Worldzenship
This blog explores our increasingly networked world and how this phenomenon is changing our understanding of freedom, solidarity, or citizenship.
December 3, 2006
An Open Source Journalism Experiment
Jay Rosen, an Associate Professor of Journalism of NYU, spoke recently at the Berkman Center for Internet and Society about his new project, NewAssignment.net.NewAssignment.net is an experiment about how to build the community, roles, and practices of Open Source Journalism. How do you build this "game"? What are the rules? How can the players win?
I am exploring two categories of Rosen's questions: the players' concerns, and commitment.
- Rosen has questions about the division of labor for all the different people coming into Open Source Journalism who have different concerns. How do we understand the concerns (what they call motivations) of the different players: professional journalists, freelancers, amateurs for no pay, people trying to become journalists and make a name for themselves?
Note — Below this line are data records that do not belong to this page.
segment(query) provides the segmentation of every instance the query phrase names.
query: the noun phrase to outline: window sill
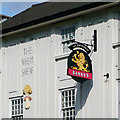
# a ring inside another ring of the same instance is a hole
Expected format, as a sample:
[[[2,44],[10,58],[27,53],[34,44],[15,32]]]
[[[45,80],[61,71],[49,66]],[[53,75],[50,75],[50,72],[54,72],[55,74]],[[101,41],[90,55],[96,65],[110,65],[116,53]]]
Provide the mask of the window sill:
[[[67,52],[67,53],[63,53],[61,55],[55,56],[55,60],[58,61],[61,59],[66,59],[66,58],[68,58],[69,54],[70,54],[70,52]]]

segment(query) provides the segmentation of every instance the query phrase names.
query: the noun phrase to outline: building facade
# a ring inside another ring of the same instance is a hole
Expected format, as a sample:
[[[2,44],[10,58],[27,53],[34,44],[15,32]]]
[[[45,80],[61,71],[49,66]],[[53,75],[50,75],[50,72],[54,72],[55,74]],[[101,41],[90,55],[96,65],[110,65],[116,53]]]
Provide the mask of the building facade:
[[[76,82],[68,46],[93,45],[94,30],[92,80]],[[120,2],[34,5],[2,32],[1,118],[120,118]]]

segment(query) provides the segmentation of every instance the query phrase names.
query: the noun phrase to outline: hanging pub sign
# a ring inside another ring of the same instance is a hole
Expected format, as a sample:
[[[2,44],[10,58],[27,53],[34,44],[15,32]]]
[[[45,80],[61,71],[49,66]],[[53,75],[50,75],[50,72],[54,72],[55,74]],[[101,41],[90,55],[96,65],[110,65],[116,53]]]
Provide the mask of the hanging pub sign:
[[[77,82],[92,80],[92,64],[87,52],[76,49],[70,53],[67,74]]]

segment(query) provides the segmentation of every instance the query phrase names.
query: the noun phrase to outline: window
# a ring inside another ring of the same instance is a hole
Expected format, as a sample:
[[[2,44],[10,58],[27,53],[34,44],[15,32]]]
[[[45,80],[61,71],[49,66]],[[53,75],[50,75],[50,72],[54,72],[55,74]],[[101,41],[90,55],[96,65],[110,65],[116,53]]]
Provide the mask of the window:
[[[14,120],[23,119],[23,97],[16,97],[10,99],[12,105],[11,117]]]
[[[63,119],[75,119],[75,89],[62,92],[62,116]]]
[[[75,40],[75,27],[69,27],[62,30],[63,53],[70,51],[69,46]]]

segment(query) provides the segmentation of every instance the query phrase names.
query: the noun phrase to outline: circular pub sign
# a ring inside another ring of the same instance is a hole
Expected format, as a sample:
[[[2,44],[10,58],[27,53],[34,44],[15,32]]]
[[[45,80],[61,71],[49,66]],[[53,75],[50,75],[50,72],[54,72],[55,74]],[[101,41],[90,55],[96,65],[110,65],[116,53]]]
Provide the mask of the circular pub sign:
[[[92,80],[92,64],[85,51],[77,49],[70,53],[67,74],[77,82]]]

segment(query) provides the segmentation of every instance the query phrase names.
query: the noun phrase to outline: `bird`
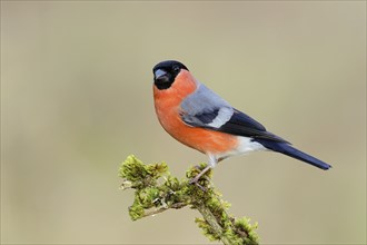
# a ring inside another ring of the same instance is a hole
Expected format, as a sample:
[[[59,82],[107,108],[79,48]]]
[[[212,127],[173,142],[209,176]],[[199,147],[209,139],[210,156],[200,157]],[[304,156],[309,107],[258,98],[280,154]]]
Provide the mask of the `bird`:
[[[209,158],[208,165],[190,183],[197,183],[219,161],[251,151],[280,153],[324,170],[331,167],[234,108],[199,82],[180,61],[161,61],[152,72],[155,109],[160,125],[175,139]]]

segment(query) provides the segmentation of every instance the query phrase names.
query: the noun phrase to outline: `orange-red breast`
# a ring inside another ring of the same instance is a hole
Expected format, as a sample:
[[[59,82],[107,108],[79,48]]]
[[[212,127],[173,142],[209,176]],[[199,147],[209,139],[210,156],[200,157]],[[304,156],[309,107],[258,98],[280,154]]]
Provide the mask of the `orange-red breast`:
[[[227,157],[272,150],[321,169],[331,166],[269,133],[246,114],[194,78],[181,62],[167,60],[153,67],[153,97],[158,120],[178,141],[209,157],[210,167]]]

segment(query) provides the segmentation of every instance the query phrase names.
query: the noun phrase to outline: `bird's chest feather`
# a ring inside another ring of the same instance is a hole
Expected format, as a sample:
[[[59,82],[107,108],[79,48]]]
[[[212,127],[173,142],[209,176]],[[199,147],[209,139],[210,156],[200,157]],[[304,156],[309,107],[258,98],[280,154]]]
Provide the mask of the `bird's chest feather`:
[[[173,89],[172,89],[173,88]],[[176,91],[175,87],[168,90],[155,88],[155,107],[159,122],[165,130],[180,143],[201,153],[220,153],[231,150],[237,146],[237,139],[228,134],[214,131],[185,124],[180,117],[181,101],[186,96]]]

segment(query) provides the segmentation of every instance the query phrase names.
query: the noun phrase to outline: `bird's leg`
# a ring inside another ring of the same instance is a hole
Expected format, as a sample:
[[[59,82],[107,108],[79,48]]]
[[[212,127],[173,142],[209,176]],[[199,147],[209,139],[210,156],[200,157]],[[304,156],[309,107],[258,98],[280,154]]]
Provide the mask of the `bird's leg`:
[[[197,176],[195,176],[195,178],[190,179],[189,184],[198,185],[198,180],[200,179],[200,177],[205,175],[205,173],[207,173],[210,169],[210,167],[211,167],[210,165],[206,166]]]

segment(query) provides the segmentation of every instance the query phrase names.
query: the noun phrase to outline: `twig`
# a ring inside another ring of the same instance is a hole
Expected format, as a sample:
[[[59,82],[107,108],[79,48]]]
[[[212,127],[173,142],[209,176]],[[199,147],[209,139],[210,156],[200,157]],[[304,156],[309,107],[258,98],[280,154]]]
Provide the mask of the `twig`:
[[[221,241],[226,245],[258,244],[257,223],[250,225],[249,218],[236,218],[227,213],[229,203],[222,200],[219,192],[210,185],[211,171],[198,180],[198,186],[189,184],[189,179],[205,167],[205,164],[191,167],[186,178],[179,182],[169,174],[167,164],[143,165],[135,156],[129,156],[119,175],[123,178],[121,189],[135,189],[135,200],[129,207],[131,219],[190,206],[202,215],[195,222],[210,241]]]

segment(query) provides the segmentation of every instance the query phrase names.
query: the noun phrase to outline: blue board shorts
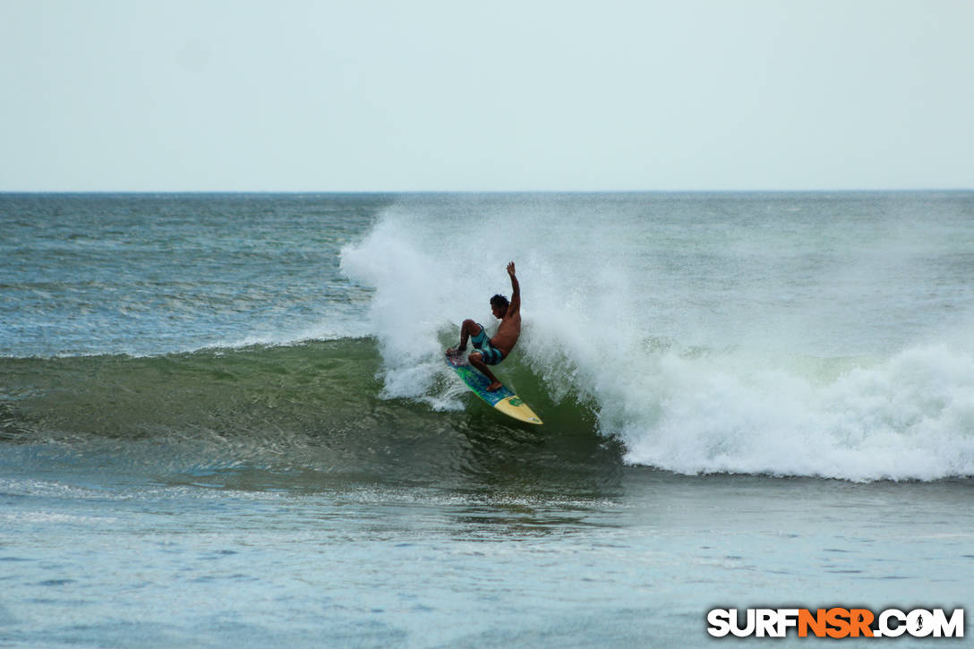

- Rosen talks about building some sort of hierarchial structure in this collective in which there will be editors who set deadlines. And the deadlines are part of the incentive to keep writers going. He discusses how certain writers will be preferred based on their commitment to the deadlines and their know-how to write good stories. He mentions tracking the commitments of the reporters as a possible step forward. He also opens up the question of how to track the assertions of the stories: How do you rate the data that people use? How do you build a structure to fact-check
All of this is new and Rosen says his goal of this experiment is to see what new knowledge can come from it. What can we learn? As he opened these questions, I would like to do the same here. How do we understand what is happening at NewAssignment.net and how can we collectively move here to produce an interesting and valuable collective?